In becoming man, God chose to involve a human being, Mary. God didn’t have to do so. But He chose to “include” Mary and human reproductive biology Mary was a real mother, not just a biological “conduit,” so to speak. We “receive” Christ, the incarnate God-Man with a human nature, through Mary. He received His human body from her. Hence we honor Mary above all other creatures as the Theotokos – the “God-bearer”.

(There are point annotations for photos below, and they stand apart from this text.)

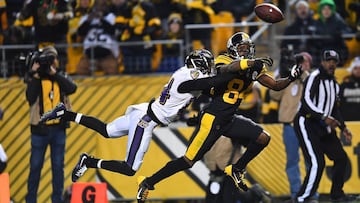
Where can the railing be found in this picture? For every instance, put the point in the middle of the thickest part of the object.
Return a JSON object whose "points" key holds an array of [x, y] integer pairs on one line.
{"points": [[12, 66]]}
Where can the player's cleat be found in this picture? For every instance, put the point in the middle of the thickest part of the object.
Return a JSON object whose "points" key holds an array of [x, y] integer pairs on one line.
{"points": [[238, 176], [143, 190], [55, 113], [80, 167]]}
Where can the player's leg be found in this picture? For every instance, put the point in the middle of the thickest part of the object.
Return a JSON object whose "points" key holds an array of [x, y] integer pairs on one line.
{"points": [[255, 139], [60, 112], [116, 128]]}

The Church fathers widely taught that Mary was the “Second Eve.” Eve said “no” to God and so caused (along with Adam, and indeed, all of us “in” them: 1 Cor 15:22) the fall of man. Mary, on the other hand, said “yes” to God at the Annunciation and so helped bring about (in an essentially lesser, and non-necessary, non-sufficient way) the redemption of humanity, that was brought about by the work of Christ on the cross. This is one of two major ways that Catholics understand the mediating work of Mary.

The Bible refers several times to what might be called “human distribution of divine grace” (which is the key premise behind the second meaning of Mary Mediatrix): 

2 Corinthians 4:15 (RSV) For it [his many sufferings: 4:8-12, 17] is all for your sake, so that as grace extends to more and more people it may increase thanksgiving, to the glory of God.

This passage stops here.